Dimanche 28 decembre 2010

  

« La Virgen sueña caminos : La Vierge rêve des chemins » 

« Vous qui rêvez et qui attendez la Bonne Nouvelle, ouvrez les portes à l’Enfant qui est très proche. Le Seigneur est très proche, il vient avec la paix… il nous apporte la Vérité » (Refrain)

Ce chant de Noël espagnol nous renvoie au cœur du temps de l’Avent. Pour un jour, au début de l’année liturgique, je redeviens espagnol. Chaque année quand commence l’Avent c’est ce chant de Noël qui, invariablement, me vient à l’esprit. Comme il n’est pas traduit je n’en ai jamais rien dit. Mais cette année je me décide ! C’ est un programme que je trouve très actuel. Il rejoint le cœur de ce temps.

L’avent est un temps pour traverser des frontières. «Dans la ville de Bethléem vient une étoile, elle viendra avec tout homme qui voudra traverser des frontières» (3)

C’est en traversant des frontières que l’on découvre l’étoile qui conduit à Bethléem. Ceux qui sont attachés aux « apparences rassurantes » ne découvrent que de petits lumignons. Il y en a déjà partout, de la place de l’Horloge, à la rue de la République. Mais ceux qui savent qu’ils n’ont pas de cité permanente découvrent l’étoile, qui les mène à découvrir dans la simplicité de la crèche, et dans la non moindre simplicité de l’eucharistie, le Dieu qui se fait « pain pour la route ».

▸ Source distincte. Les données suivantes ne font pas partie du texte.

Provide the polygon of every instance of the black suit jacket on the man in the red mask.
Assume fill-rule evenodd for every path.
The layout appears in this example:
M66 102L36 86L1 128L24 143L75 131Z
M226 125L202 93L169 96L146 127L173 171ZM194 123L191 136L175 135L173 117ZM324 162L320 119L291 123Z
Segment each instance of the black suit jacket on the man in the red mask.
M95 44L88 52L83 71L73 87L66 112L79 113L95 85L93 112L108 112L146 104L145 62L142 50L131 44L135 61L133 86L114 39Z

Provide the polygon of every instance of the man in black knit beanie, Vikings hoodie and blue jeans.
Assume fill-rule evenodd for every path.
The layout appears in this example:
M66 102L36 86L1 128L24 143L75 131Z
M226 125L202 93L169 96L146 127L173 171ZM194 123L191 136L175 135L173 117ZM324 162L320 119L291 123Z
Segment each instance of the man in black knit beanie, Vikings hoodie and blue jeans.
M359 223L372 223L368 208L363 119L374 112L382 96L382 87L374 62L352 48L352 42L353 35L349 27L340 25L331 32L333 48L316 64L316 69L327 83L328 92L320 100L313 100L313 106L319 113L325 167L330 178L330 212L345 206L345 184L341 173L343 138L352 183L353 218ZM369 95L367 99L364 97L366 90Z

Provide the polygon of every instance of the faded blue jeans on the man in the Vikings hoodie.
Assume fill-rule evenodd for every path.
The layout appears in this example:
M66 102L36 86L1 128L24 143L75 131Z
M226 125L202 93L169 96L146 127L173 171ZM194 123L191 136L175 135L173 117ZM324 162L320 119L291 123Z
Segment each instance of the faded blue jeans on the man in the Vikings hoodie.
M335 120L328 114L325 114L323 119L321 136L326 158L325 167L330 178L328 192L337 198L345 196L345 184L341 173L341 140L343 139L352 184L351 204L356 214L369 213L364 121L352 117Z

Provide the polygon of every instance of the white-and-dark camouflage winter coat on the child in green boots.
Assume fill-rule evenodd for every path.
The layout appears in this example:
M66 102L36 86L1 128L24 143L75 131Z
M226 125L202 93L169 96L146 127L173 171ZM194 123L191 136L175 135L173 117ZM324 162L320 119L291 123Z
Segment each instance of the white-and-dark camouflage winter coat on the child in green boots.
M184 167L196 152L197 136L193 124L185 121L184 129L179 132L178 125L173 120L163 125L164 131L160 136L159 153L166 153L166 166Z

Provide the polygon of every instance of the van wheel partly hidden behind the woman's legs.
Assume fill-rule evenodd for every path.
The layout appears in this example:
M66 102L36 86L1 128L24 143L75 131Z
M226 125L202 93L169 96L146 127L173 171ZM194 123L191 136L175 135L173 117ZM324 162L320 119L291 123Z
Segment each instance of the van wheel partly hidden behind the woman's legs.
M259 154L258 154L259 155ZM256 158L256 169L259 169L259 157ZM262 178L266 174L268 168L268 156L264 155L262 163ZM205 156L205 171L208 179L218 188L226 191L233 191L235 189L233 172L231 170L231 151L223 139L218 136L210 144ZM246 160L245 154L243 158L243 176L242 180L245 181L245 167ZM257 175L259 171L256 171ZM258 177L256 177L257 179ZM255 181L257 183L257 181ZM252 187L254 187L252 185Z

En fait, comme dit le chant, c’est le Messie qui est à nos portes en train d’appeler. Il cherche à faire demeure dans nos vies : « Dans la ville de Bethléem il appelle aux portes, il  demande dans les maisons et il n’a pas de réponse » (2). L’attente de l’Avent n’est pas la pseudo tendresse d’un souvenir. Elle est l’éveil du désir, parfois émoussé par les déceptions. Parce que nous sommes aimés avec folie par un Amour infini, ce désir peut s’éveiller en nous ; empêchons-nous de nous lamenter des petites misères de notre vie et de nous recroqueviller de peur dans nos remparts !

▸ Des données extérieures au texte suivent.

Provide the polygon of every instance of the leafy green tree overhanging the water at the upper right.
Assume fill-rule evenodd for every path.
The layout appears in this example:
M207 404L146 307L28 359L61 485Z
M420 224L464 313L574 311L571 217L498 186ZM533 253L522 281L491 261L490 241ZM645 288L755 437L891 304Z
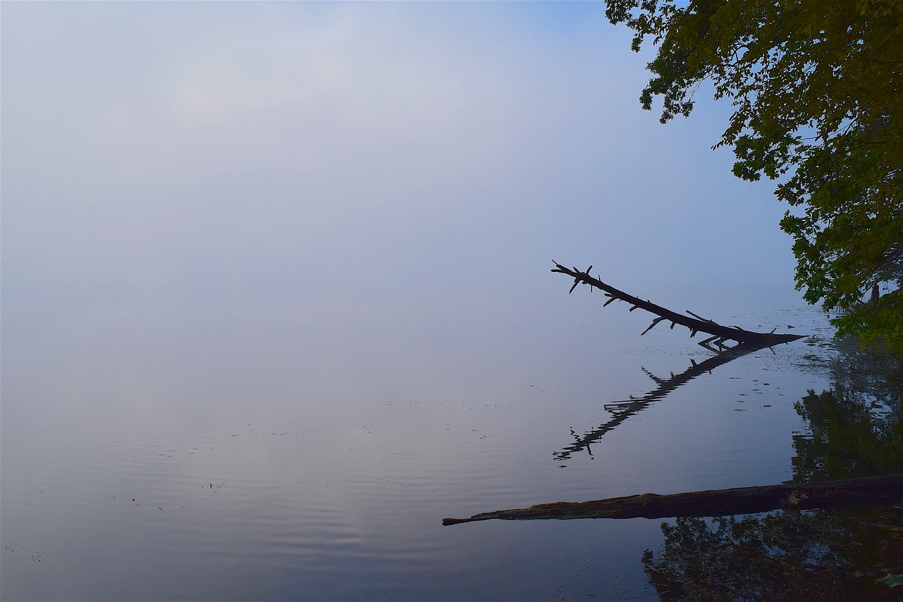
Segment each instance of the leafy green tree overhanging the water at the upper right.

Pour cela la grande accompagnatrice de l’Avent est Marie. Son attente à elle est l’école de nos attentes. La sienne est déjà celle de toute femme « enceinte » qui rêve de ce que sera son enfant, espérance pleine de joie et de désir. Mais aussi celle de la femme qui portait en elle toute l’espérance d’Israël. Elle est école pour nous, parce qu’elle ne faisait pas de différence entre son espoir de l’enfant, et l’espérance de la guérison de l’humanité. Avec elle nous sommes invités à rejoindre ces deux espérances que nous vivons parfois séparées, celle de nos cœurs vivifiés par la rencontre eucharistique et celle de notre monde qui, chose à peine croyable, peut être guéri par la force d’une petite hostie…

N’est ce pas la façon d’agir de Dieu à laquelle Marie veut nous initier ? « La Vierge rêve des chemins, elle est en attente, la Vierge sait que l’Enfant est très proche. De Nazareth à Bethléem il y a un sentier par lequel vont ceux qui croient aux promesses » (1). Bon démarrage de l’Avent !!!